With Season 4, ‘Fargo’ Has Come Into Its Own, You Betcha (TV REVIEW)

When it was first announced that FX was making a series based on the Coen brothers’ 1996 snow-capped Midwestern crime noir Fargo, it was met with a fair amount of skepticism. Joel and Ethan Coen wouldn’t be involved, and creator/showrunner Noah Hawley wouldn’t be using any characters from the film — unlike the first time the film was adapted for the small screen. Still, the idea sounded… interesting, and a shockingly impressive cast was enough to draw in some curious, skeptical viewers.

After the premiere in April 2014, it was obvious that the show was making very little effort to distance itself from its cinematic source material. There was the the pregnant cop protagonist, the mealy-mouthed hitman paired with a silent partner (this time an actual mute) and the delusive salesman in over his head. References to the film were littered throughout, along with the Nordic-tinged accents and the now-iconic “disclaimer” at the beginning. As was, eventually, the satchel containing $920,000 hidden away in the film. As the seasons progressed over the years, the Fargo archetypes became less and less obvious, as did the references. Now, with the Season 4 having concluded on Sunday, the show has become entirely its own entity. 

Told as an anthology, Fargo’s self-contained seasons were clearly intertwined with one another. Season 1 was set in 2006, while Season 2 wound back the clock 27 years to 1979, introduced some younger versions of existing characters, as well as the fated Sioux Falls Massacre. Flashing forward to 2010, Season 3 dabbled heavily into ambiguity, taking its time before revealing how it would overlap. With Season 4, set in 1950, Hawley dialed back the ambiguity, but took even longer to reveal how it all fit within the show’s now-60-year timeline.

And while Fargo (the show) has always been more than a collection of references to Fargo (the movie), Season 4 would shift its focus and draw from from the Coens’ Raising Arizona, which /Film reported he revealed at a Television Critics Association panel back in January. Specifically, the extended opening sequence, which Hawley called a “master class” of efficient world-building. Of course, there was also the conspicuous use of “you got a panty on your head,” an oft-quoted line that even featured prominently in the trailers ahead of the premiere. Like prior seasons, there were some broader, often thematic nods to other Coen works, including Miller’s Crossing and The Hudsucker Proxy. Though, for the first time, direct homages to its namesake film were scarce.

Although there was more setting Season 4 apart than a conspicuous lack of references. The stories in Fargo have always been defined by their unconventional leads. The criminal element has always been prominent, but the lead characters are always profoundly normal, well-intentioned do-gooders who find themselves submerged (yet not always entirely overwhelmed) by the rampant violence erupting around them.

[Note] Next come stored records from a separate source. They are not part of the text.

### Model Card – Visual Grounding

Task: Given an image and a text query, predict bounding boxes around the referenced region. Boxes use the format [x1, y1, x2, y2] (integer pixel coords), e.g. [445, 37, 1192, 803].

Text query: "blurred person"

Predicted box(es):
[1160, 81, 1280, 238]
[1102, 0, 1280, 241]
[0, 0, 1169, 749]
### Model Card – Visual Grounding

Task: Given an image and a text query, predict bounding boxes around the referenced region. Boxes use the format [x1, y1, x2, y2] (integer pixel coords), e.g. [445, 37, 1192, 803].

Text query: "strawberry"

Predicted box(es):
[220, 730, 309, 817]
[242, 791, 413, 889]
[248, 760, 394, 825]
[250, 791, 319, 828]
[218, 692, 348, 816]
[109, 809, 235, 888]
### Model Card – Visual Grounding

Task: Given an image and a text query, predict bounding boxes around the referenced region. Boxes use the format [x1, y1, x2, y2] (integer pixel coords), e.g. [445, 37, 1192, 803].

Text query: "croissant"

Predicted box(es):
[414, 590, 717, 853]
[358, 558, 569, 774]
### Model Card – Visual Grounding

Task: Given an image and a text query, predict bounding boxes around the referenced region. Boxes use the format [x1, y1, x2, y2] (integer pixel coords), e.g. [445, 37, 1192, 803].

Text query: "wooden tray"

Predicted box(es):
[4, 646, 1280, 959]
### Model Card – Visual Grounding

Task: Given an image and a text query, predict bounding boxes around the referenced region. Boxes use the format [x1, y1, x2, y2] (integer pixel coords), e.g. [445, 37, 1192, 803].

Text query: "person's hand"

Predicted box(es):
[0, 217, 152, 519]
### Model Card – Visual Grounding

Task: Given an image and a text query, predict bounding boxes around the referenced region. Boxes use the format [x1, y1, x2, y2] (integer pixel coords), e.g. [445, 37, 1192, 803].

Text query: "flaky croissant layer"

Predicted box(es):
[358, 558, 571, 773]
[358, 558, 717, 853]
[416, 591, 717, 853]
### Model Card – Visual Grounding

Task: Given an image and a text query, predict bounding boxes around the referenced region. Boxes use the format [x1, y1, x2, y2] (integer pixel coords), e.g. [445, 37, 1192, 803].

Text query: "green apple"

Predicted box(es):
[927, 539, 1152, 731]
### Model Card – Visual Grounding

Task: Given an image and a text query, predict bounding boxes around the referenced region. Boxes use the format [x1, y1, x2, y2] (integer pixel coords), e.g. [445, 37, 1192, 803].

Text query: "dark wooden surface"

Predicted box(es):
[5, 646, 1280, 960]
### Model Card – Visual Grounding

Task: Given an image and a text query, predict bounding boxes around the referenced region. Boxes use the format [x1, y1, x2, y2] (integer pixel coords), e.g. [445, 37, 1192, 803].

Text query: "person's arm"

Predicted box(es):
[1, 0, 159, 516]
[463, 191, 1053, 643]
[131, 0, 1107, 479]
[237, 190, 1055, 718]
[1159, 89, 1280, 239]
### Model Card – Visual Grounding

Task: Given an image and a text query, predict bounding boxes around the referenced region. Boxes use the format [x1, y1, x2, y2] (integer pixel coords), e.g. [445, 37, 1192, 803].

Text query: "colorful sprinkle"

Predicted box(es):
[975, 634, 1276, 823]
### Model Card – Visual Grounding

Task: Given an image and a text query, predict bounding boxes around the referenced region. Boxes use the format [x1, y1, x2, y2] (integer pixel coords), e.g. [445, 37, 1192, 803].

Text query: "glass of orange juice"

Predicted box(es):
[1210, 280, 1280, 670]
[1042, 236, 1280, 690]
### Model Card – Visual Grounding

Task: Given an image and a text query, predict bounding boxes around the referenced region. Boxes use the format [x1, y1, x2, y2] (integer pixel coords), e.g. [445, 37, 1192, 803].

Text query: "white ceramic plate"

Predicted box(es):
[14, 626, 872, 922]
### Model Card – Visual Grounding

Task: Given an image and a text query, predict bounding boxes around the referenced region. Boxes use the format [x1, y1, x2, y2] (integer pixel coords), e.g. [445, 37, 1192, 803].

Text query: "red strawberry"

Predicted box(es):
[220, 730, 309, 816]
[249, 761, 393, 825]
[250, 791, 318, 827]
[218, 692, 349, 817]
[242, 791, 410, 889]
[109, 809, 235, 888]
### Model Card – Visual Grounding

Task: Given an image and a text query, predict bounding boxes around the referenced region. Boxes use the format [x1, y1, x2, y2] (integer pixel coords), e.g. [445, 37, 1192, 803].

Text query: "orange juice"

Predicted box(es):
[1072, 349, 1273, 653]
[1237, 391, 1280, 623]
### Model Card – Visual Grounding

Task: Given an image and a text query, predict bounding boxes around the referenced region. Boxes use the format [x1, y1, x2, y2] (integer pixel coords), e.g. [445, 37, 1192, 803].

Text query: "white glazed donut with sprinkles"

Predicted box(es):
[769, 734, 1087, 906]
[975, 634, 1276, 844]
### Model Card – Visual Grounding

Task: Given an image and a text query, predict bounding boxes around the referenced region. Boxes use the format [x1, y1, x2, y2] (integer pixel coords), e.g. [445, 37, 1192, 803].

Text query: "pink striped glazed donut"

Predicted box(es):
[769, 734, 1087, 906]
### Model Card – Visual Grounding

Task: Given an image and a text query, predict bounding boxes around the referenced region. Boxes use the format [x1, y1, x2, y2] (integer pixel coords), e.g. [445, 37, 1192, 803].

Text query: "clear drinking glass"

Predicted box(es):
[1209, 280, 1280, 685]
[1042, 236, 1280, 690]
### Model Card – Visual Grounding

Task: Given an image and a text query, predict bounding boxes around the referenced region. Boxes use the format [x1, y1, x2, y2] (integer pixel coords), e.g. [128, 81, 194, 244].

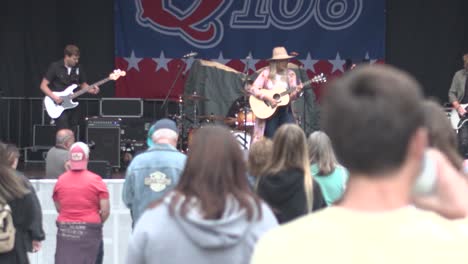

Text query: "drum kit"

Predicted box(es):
[172, 91, 254, 151]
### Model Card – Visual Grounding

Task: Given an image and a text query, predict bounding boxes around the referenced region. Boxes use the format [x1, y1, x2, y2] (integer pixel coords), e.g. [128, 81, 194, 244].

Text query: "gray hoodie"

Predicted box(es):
[126, 194, 278, 264]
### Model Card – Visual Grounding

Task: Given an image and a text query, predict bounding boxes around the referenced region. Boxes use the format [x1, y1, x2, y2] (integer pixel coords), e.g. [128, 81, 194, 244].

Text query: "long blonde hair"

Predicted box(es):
[308, 131, 338, 175]
[0, 142, 29, 203]
[263, 124, 314, 212]
[268, 60, 288, 83]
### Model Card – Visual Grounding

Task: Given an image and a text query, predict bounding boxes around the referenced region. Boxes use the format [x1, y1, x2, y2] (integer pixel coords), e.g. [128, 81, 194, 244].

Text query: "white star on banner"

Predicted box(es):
[300, 52, 319, 72]
[329, 52, 346, 73]
[216, 52, 231, 65]
[124, 50, 142, 72]
[153, 51, 170, 72]
[365, 52, 378, 64]
[242, 52, 259, 72]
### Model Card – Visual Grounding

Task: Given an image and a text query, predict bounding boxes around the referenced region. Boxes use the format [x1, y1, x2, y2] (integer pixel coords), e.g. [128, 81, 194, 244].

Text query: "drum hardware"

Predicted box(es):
[231, 130, 252, 149]
[171, 91, 256, 151]
[236, 105, 252, 150]
[175, 92, 211, 151]
[182, 92, 209, 101]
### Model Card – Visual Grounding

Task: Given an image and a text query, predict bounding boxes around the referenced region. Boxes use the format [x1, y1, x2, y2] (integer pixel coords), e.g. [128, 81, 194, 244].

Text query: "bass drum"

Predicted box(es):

This season, however, members of the Sardinian Fadda Family and the Cannon Limited that took center stage. 

There were still the good-hearted normal people, albeit in less-prominent roles. There was Dick ‘Deafy’ Wickware (Timothy Olyphant), a devout Mormon and lawman, as well as the Smutnys,though their normalcy ended up being slightly subverted due to the fact that they were a mixed race family in 1950. There was also the matter that patriarch Thurman (Andrew Bird) was deeply indebted to Cannon Limited, a debt that was routinely flaunted by Loy Cannon (Chris Rock), and undercut the notion that he and his family were merely innocent bystanders to it all. Then there’s Ethelrida (E’myri Crutchfield), the daughter who ends up playing one of the season’s most pivotal roles, even providing the exposition for the season’s — and series’ — grander themes, despite her truncated time on-camera.

While Fargo long ago proved itself one of television’s most compelling and oddly cerebral shows, the occasional nods to everything from wood chippers to cabin fever to good ol’ Stan Grossman were always fun Easter eggs to mentally tally each new season. As these references grew more obscure, the show became more ambitious. And that ambition was never more on display than throughout Season 4. From its methodic pacing, its Wizard of Oz tribute, and its ability to make increasingly obvious plot-twist nonetheless compelling when it’s eventually revealed.

For a show that initially drew a resounding “…huh?” when it was first announced, it’s not only defied expectations, but has slowly grown apart from the film that inspired it and come into its own. With the possibility of a Season 5 is still up in the air (which Hawley has said about every season since the first one), Fargo has proven itself to be more than a collection of references. It’s told a story across four seasons spanning multiple generations, and become its own fully realized world along the way.

All four seasons of Fargo are available to stream on Hulu. The movie’s available on Netflix.